Furthermore, “Him went to go collect his licence the other day to start working as a security guard in Montego Bay … .” Recruitment into security work may need urgent review.

However, it is the Observer report, with more than a hint of admonition, warning, and command in its title: ‘No tears for Clarendon Six’, that alerts us to the state of the nation. The residents, we are told, “were more outraged about the state of their community shop, which had been ransacked in the process”. The “process”, naturally, was the extermination.

Nadine Howe, a neighbour, vented: “Even if dem come for who dem come for, what I’m saying is that dem coulda deal with the situation better,” Howe said, gesturing towards the pile of broken bottles, opened baked goods, and other items on the ground. “You nuh haffi dash weh the rice. You nuffi haffi dash weh the flour.”

Another woman “complained that security personnel who came to process the scene in the morning had their fill of snacks and beverages, and proceeded to damage more goods arbitrarily”.

Now, where do we go from here? Personally, I’m not at all shocked that personnel combing over the site where six people were just recently slain might need a small but nutritious snack, or have a hankering after a bottle of ginger beer. These things happen.

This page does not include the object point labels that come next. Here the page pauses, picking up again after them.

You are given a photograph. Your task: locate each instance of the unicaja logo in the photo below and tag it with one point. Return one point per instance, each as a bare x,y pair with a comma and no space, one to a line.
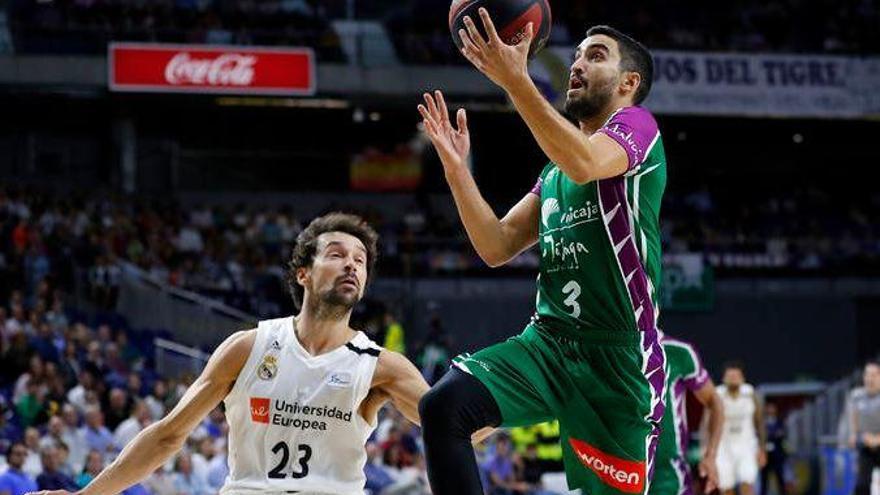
260,409
228,69
626,476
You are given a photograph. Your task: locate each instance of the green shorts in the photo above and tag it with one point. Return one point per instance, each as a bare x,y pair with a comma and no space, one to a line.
603,387
671,477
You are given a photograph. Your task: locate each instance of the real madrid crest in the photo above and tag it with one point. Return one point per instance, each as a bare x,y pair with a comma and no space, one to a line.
268,368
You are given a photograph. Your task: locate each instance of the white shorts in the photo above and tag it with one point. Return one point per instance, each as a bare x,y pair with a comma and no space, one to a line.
737,464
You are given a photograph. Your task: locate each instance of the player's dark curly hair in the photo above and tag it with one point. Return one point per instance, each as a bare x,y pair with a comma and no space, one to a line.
307,244
634,57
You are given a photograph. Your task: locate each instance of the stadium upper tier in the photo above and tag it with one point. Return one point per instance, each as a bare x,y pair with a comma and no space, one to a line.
417,31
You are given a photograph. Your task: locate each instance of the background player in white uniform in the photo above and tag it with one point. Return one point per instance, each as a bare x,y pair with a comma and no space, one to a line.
301,393
741,452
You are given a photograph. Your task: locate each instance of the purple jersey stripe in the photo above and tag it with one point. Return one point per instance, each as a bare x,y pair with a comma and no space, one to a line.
612,200
536,189
684,474
614,207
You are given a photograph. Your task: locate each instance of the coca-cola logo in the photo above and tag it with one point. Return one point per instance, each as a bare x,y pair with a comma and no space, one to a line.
260,409
626,476
228,69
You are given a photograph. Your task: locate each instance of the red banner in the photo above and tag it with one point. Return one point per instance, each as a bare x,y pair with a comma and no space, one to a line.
211,69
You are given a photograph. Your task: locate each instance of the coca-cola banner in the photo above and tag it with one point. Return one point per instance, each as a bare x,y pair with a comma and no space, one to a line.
211,69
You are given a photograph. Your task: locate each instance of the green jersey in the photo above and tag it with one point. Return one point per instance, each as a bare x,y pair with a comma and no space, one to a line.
600,242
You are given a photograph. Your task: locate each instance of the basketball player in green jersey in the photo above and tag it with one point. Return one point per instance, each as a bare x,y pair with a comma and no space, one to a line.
685,372
591,356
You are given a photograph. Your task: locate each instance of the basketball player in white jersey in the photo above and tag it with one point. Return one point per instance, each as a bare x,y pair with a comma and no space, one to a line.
301,393
741,452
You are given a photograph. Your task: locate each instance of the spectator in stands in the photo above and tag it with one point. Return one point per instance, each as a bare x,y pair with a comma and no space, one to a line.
218,468
9,432
864,410
185,481
64,465
97,436
140,418
52,478
377,474
158,399
531,469
202,456
54,433
776,454
31,406
35,373
94,464
32,466
501,469
14,481
77,395
74,437
117,409
394,335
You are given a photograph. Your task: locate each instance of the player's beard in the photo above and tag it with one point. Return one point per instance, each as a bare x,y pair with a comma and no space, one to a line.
335,302
592,99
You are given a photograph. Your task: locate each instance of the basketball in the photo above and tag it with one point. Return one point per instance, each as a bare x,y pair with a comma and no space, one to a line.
510,18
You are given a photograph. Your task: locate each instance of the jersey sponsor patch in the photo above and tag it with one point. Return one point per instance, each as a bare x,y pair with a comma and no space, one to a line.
268,368
626,476
260,409
339,379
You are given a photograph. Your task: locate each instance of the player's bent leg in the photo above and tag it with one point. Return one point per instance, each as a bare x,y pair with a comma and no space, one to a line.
671,477
610,419
496,386
747,470
456,407
726,472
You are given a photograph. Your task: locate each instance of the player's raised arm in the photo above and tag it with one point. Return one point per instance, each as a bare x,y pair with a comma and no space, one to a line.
398,379
495,240
159,441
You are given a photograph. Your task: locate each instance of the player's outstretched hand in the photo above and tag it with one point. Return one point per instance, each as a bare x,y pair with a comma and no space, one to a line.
504,64
452,144
709,472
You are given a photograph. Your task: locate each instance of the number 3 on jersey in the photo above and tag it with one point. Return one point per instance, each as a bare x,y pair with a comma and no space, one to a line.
573,290
278,472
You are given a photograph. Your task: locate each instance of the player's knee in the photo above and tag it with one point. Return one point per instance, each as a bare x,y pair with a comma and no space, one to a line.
438,405
456,406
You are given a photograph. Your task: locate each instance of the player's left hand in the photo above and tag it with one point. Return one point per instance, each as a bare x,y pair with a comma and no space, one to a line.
762,458
709,472
504,64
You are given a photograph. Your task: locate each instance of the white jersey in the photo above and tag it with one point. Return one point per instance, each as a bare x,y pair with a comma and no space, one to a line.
739,416
294,425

So by all indications it’s the ransacked hard-dough bread and bun-and-cheese that concerns the citizenry more than the slaughter of six.

We are becoming more savage and inured to death and destruction.

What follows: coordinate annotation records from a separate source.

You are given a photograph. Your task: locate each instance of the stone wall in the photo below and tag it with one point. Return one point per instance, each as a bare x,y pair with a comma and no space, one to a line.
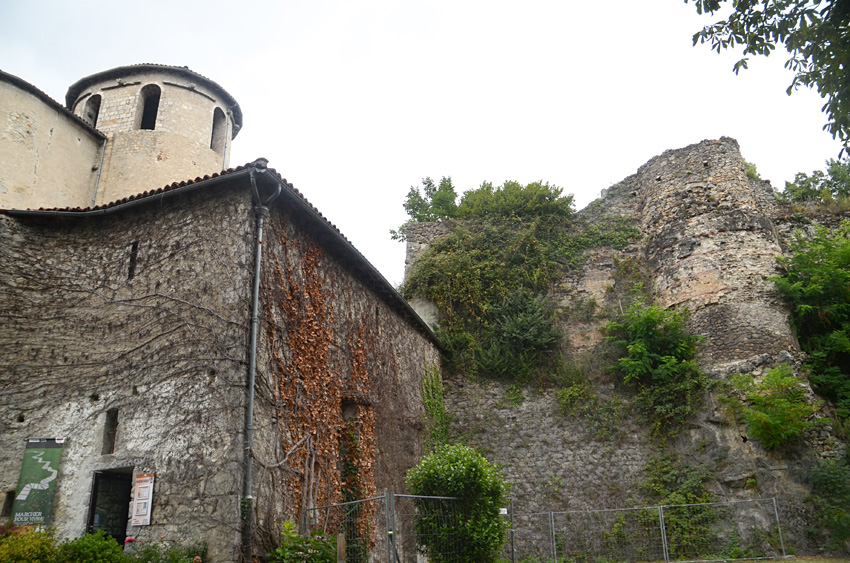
49,159
146,312
177,149
339,360
710,241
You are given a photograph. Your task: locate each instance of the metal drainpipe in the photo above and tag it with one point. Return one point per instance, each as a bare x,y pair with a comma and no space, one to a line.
99,170
262,211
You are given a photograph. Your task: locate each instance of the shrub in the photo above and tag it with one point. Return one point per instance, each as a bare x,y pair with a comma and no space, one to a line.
658,360
831,496
815,281
160,552
28,545
778,410
315,548
479,531
91,548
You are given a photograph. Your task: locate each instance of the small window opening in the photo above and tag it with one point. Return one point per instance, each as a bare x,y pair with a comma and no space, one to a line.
92,110
110,431
150,106
134,257
8,501
218,140
350,410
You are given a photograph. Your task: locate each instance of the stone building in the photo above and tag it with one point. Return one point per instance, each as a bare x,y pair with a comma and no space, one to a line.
209,331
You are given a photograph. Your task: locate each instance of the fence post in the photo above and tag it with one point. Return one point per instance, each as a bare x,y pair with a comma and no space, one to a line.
513,552
552,536
663,535
778,526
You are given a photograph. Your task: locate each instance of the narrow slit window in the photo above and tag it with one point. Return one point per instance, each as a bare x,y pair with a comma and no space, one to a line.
92,110
134,257
110,431
218,139
150,106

Hence my change of heart and adjusted approach. Since there will be blood, let’s put a limit on it. Regulation of practices that prove impossible to stamp out, like drunkenness and prostitution, is a very respected approach to handling social problems.

I’m hoping that once we face this dirty business head-on we can arrive at an acceptable number and “allow de police fi doh dem work” (as I keep being told by people who find complaints about incredible stories an annoyance). Then we can get back to more pressing subjects that truly fire up our national moral outrage, like dreadlocks in schools and such things.